Un silence lourd s'installe brièvement, brisé seulement par le bruit des couverts. Nelly cherche une échappatoire, un sujet de conversation qui allégerait l'atmosphère étouffante. Son regard se pose sur le clafoutis.
— Quelqu'un veut-il encore du dessert ? propose-t-elle, espérant que cela détournerait l'attention.
— Moi ! répondit Jack avec un léger rougissement, brisant l'inconfort palpable. Votre clafoutis est délicieux.
Nelly lui sourit avec gratitude, se levant pour lui servir une part supplémentaire. Elle sent le regard perçant de Bertrand sur elle, chaque mouvement mesuré, chaque geste observé. Il est patient, trop patient, et cela la rend nerveuse.
— Parfait, déclare Bertrand doucement, ces messieurs voudront peut-être un café ?
— Non merci, dirent Jonas et Jack en chœur.
— Un digestif alors ? tente-t-il souhaitant renvoyer sa femme à la cuisine.
— Non plus, répondirent-ils encore, et cette fois, l'impatience de Bertrand devint palpable.
Elle peut le sentir.
— Alors, tu me serviras un cognac, demande Bertrand, la voix légèrement plus sèche.
Nelly sent la tension croître comme un étau autour de son cœur. Elle sert rapidement Jack, puis commence à rassembler les assiettes.
— Attends, nous allons t'aider, proposa Jonas, se levant pour lui prêter main-forte, ramassant les couverts avec une délicatesse qui contrastait avec l'ambiance oppressante.
Le geste simple de Jonas a le don d'agacer Bertrand. Il reprend brusquement les couverts des mains de Jonas et les place fermement sur la pile d'assiettes que Nelly tient.
— Et puis quoi encore ! grogne Bertrand, vous êtes nos invités.
Il plante son regard dans celui de Jonas, un défi silencieux mais clair. C'est un territoire qu'il défend, une domination qu'il veut afficher.
— Nelly.
Sa voix était un ordre déguisé en douceur, mais elle sait ce que cela signifie.
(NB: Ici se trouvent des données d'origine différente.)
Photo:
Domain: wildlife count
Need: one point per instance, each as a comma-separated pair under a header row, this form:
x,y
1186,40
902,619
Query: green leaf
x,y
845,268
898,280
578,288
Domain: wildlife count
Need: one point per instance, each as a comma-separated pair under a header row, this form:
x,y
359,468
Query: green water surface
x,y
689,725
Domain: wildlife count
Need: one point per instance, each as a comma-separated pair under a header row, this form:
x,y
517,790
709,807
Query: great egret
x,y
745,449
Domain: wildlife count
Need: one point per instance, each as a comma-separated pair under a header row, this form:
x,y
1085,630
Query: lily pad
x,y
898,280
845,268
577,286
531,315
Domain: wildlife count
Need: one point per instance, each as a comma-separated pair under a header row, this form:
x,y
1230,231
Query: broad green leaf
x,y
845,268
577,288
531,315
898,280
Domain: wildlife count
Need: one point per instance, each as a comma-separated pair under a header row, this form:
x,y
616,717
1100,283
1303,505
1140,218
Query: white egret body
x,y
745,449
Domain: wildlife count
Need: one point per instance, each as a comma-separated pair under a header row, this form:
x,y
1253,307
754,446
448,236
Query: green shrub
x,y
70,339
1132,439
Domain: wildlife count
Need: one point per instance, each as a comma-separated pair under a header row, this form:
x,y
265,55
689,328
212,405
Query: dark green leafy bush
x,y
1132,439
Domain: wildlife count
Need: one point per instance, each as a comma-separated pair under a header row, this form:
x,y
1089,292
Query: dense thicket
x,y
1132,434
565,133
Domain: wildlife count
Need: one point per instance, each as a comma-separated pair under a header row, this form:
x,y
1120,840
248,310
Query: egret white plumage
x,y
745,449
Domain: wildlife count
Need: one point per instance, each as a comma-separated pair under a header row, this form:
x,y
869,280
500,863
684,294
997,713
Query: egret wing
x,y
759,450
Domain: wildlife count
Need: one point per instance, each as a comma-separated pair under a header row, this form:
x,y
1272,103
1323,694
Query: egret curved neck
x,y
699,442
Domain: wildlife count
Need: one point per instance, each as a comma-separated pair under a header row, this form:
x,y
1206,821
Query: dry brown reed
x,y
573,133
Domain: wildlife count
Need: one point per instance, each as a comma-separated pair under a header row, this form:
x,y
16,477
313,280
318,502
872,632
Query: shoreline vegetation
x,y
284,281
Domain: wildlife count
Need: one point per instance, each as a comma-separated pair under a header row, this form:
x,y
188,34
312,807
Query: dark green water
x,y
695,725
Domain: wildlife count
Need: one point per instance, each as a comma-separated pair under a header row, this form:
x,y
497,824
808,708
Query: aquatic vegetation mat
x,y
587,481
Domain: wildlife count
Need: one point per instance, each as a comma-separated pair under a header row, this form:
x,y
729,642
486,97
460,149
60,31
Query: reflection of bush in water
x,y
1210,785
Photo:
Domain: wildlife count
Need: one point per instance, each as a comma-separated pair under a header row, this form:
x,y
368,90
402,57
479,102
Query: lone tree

— Évidemment, répondit-elle en baissant légèrement les yeux, se pliant sous cette fausse gentillesse. Je m'en occupe. Profitez-en pour... faire connaissance, termine-t-elle avec un sourire forcé, s'éclipsant vers la cuisine, le cœur lourd, l'âme en peine.
En s'éloignant, elle sent un regard suivre chacun de ses pas. Ce n'était pas seulement celui de Bertrand. Jonas, derrière ses sourires et ses plaisanteries, la scrute avec une attention inquiète. Il voit la vérité derrière les sourires feints, derrière cette façade de calme. Mais que peut-il vraiment faire ? Il est là, impuissant, témoin d'une scène qui le dévore intérieurement.
Dans la cuisine, Nelly pose les assiettes et s'appuie contre le plan de travail. Ses mains tremblent, et elle ferme les yeux un instant pour reprendre son souffle. Elle sent une présence derrière elle. Sans avoir besoin de se retourner, elle sait de qui il s'agit. Jonas.
— Nelly, murmure-t-il doucement, sa voix pleine de tendresse et de compréhension.
Elle ouvre les yeux, mais reste figée, le regard fixé sur le mur. Une partie d'elle souhaite se tourner, tomber dans ses bras, lui dire tout ce qu'elle retient depuis trop longtemps. Mais elle sait que c'est impossible.
— Je vais bien, dit-elle d'une voix à peine audible. Retourne auprès de lui s'il te plaît.